Sources: The International Diabetes Federation - www.idf.org; The World Health Organisation - www.who.int/en; Diabetes Uk - www.diabetes. org.uk; the beehive - www.thebeehive.org/health/contests/diabetes
Underwriting implications
In order for an underwriter to assess the suitability of the applicant, a report and a specific diabetes questionnaire is requested from the client's doctor. Most patients have checks every six to 12 months to measure blood pressure, cholesterol, blood sugar and kidney function as well as a specialised blood test called Glycated Haemoglobin (HbA1c), which indicates the level of control over a longer period of time, rather than the daily blood glucose level tests, which can vary. This information helps the underwriter to establish the patient's attitude to and control of their condition as well as indicating any associated complications. Occasionally, a medical examination may be required and the examiner will be required to check sugar and protein - an indicator of kidney disease - within the urine and take blood pressure readings.
Any life cover premium loadings applied depend on whether the client is Type 1 or 2 plus the ages at the time of application and diagnosis. For Type 1, the older the client when diagnosed, the less likely they are to have complications and the mortality rates for those diagnosed under 30 are significantly higher. The underwriter will consider a multitude of aspects such as build, smoking, alcohol consumption and associated complications before any additional ratings may be applied.

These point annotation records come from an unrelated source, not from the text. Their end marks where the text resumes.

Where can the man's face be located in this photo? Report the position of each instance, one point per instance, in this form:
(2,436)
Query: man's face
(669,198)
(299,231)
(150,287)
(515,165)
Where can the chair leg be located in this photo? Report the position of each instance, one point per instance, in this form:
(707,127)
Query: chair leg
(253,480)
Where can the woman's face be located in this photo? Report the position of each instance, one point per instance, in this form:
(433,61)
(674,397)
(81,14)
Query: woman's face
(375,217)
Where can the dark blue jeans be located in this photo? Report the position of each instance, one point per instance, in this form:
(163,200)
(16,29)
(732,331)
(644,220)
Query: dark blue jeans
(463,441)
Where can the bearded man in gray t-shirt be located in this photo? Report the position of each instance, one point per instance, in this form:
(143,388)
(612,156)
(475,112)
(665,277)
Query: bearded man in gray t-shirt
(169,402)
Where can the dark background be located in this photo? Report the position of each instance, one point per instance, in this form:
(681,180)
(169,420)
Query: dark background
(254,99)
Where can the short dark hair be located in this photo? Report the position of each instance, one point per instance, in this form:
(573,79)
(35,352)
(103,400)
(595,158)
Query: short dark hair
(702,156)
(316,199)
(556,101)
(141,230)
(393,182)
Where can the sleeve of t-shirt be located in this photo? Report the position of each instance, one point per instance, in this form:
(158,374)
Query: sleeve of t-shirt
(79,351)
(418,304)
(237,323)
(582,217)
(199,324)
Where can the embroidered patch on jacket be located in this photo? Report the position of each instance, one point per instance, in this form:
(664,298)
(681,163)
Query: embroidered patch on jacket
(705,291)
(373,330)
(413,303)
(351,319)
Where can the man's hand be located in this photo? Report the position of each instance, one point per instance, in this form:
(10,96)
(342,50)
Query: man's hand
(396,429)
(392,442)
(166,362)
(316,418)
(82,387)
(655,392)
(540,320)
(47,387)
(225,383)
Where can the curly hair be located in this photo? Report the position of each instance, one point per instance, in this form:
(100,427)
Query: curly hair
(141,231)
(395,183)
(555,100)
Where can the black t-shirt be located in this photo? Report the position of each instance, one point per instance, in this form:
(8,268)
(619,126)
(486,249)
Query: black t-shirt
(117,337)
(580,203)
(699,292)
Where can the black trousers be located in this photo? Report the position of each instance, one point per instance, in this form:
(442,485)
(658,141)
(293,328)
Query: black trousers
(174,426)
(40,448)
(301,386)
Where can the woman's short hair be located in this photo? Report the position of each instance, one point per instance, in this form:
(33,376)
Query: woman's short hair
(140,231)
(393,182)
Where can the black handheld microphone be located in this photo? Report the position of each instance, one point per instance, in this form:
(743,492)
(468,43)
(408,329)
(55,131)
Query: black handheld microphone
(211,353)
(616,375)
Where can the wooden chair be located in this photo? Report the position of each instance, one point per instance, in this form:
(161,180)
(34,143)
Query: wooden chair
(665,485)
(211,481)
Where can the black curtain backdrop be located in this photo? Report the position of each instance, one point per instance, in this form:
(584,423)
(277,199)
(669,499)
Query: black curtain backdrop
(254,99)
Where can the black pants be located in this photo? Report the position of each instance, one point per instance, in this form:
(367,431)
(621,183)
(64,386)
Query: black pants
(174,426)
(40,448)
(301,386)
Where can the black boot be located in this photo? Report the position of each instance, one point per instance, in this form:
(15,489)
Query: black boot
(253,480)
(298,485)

An additional loading may be added for poor control, however credit can be given for good control if it can be proved by HbA1c, blood pressure and cholesterol tests. Due to the long-term complications of diabetes, critical illness, total and permanent disability benefit and waiver of premium can only be considered for Type 2 diabetics with evidence of optimum control, for a short policy term. Income protection can be considered, but with a premium loading where diagnosis was over six months ago but less than 15 years ago and the client is over the age of 40. Again, we require evidence of optimum control, co-operation with their GP/diabetic clinic and there are no additional risk factors.